Mintty as a terminal for WSL (Windows Subsystem for Linux).
WSLtty components
- wsltty package components (see below) in the user’s local application folder
%LOCALAPPDATA%
- a wsltty configuration directory in the user’s application folder
%APPDATA%
(“home”-located configuration files from a previously installed version will be migrated to the new default location) - Start Menu shortcuts to start WSL terminals
- Desktop shorcut to start a terminal for the default WSL distribution
*.bat
scripts to invoke WSL terminals from the command line- optional context menu entries for Windows Explorer to start WSL terminals in the respective folder
- install/uninstall context menu items from Start Menu subfolder
WSLtty
To connect to WSL, wsltty uses wslbridge2, which uses undocumented Windows APIs that have been changed various times, so wslbridge2 needed to catch up with incompatible changes, particularly to support WSL V2. (See e.g. issue #343; to work with WSL V2, wsltty 2.0.0 needed a WSL update to release 1.3.17.)
Since release 3.0.5, WSLtty requires Windows version 1809 (the November 2018 release).
By end of 2024, wsltty works again with recent updates of the WSL subsystem.
WSLtty installer (Download standalone installation)
From the release downloads, run the wsltty-VERSION-x86_64-install.exe installer to install the components listed above. Make sure to select a 64-bit installer on a 64-bit system. If Windows complains with a “Windows protected your PC” popup, you may need to click “Run anyway” to proceed with the installation. You may need to open the Properties of the installer first, tab “General” section “Security” (if available) and select “Unblock”, to enable the “Run anyway” button.
For a portable installation, e.g. on a USB stick, choose the
“-install-portable.exe” file for download. Installation will prompt
for a portable installation folder interactively.
For example, choosing U:\opt
will create and use folder
U:\opt\wsltty
both as installation directory and configuration directory.
Portable installation does not install any start menu or desktop shortcuts
and no context menu entries. It creates a shortcut in the selected
portable installation folder to start the default WSL distribution.
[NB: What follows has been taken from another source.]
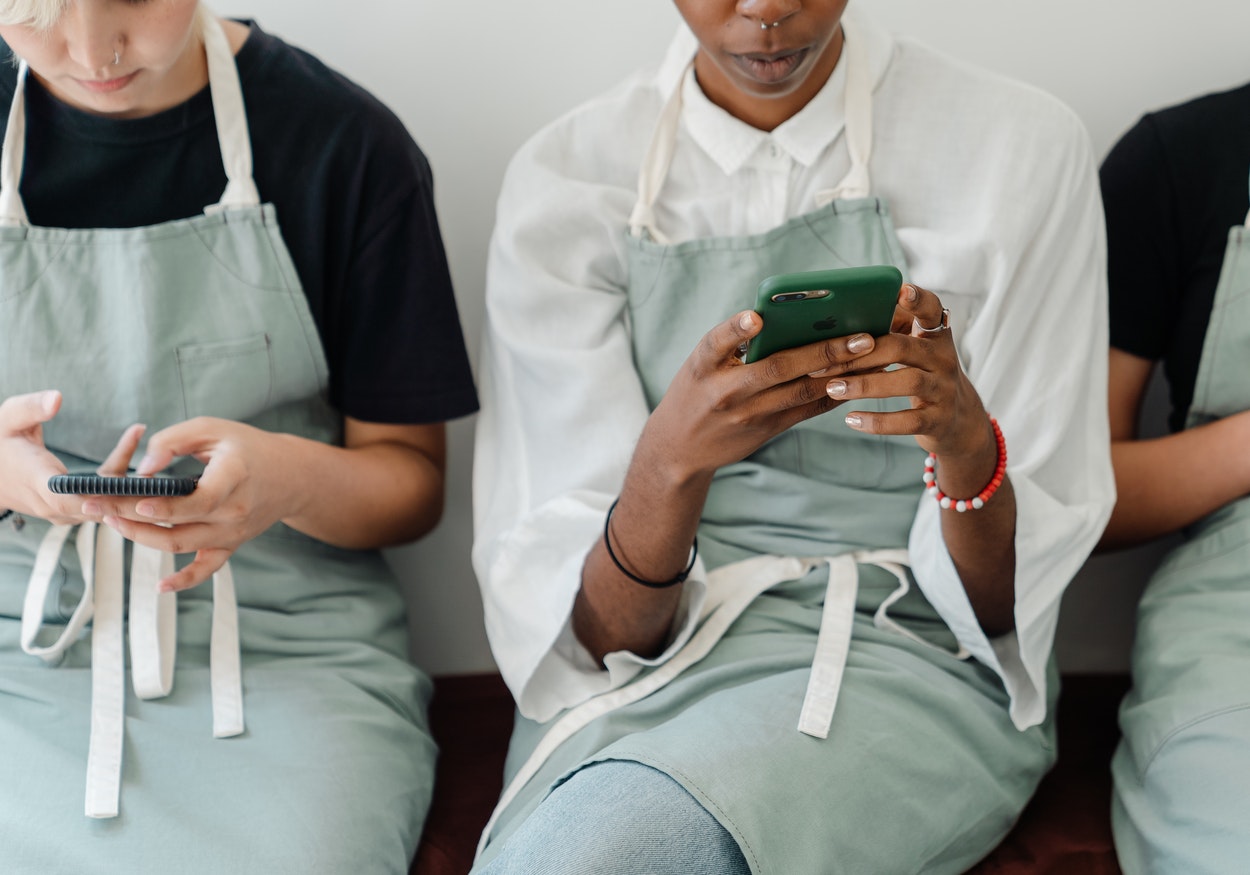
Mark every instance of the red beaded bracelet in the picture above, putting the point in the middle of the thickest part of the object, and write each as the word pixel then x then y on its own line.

Note: For an update installation, either the parent directory or the target directory itself can be selected.
Note: If you rename or move the installation directory, the icon of the “WSL Terminal Portable” shortcut will not work anymore; re-run the install-portable.bat script in the installation folder to refresh it.
In case a local anti-virus guard barfs about the wsltty installer, the
release also contains a .cab
file. Download it, open it, extract its files
to some temporary deployment directory, and invoke install.bat
from there,
or install-portable.bat
for a portable installation.
The wsltty-VERSION-x86_64-install-quiet.exe installer is intended for integration in another installation framework.
Checkout the wsltty repository, or download the source archive, unpack and rename the directory to wsltty
.
Install Alpine WSL from the Microsoft Store.
Invoke make build
, then make install
.
Note this has to be done within a Cygwin environment. A minimal Cygwin
environment for this purpose would be installed with the
Cygwin installer
from cygwin.com,
with additional packages make
, gcc-g++
, unzip
, zoo
, patch
, (lcab
).
Install a minimal Cygwin environment plus the additional packages as
listed for «Installation from source repository».
Invoke make pkg
or just make
.
(For experts)
Within the installation process, provide parameters to the script install.bat
.
The optional first parameter designates the installation target,
the optional second parameter designates the configuration directory.
Note: These are 3rd-party packages, not managed by this repository.
(Check package) To install wsltty from the Windows Package Manager Community Repository, invoke one of
winget install wsltty
winget upgrade wsltty
(Check package) If you use the Chocolatey package manager, invoke one of
choco install wsltty
choco upgrade wsltty
(Check package) If you use the Scoop package manager,
scoop bucket add extras
then, invoke one of
scoop install wsltty
scoop update wsltty
To uninstall wsltty desktop, start menu, and context menu integration:
Open a Windows cmd
, go into the wsltty installation folder:
cd %LOCALAPPDATA%\wsltty
and run the uninstall
script.
To uninstall wsltty software completely, remove the installation folder manually.
WSLtty can be invoked with
- installed Start Menu shortcuts (or Desktop shortcuts if copied there)
- *.bat scripts (optionally with WSL command as parameters) (see Command line scripts below)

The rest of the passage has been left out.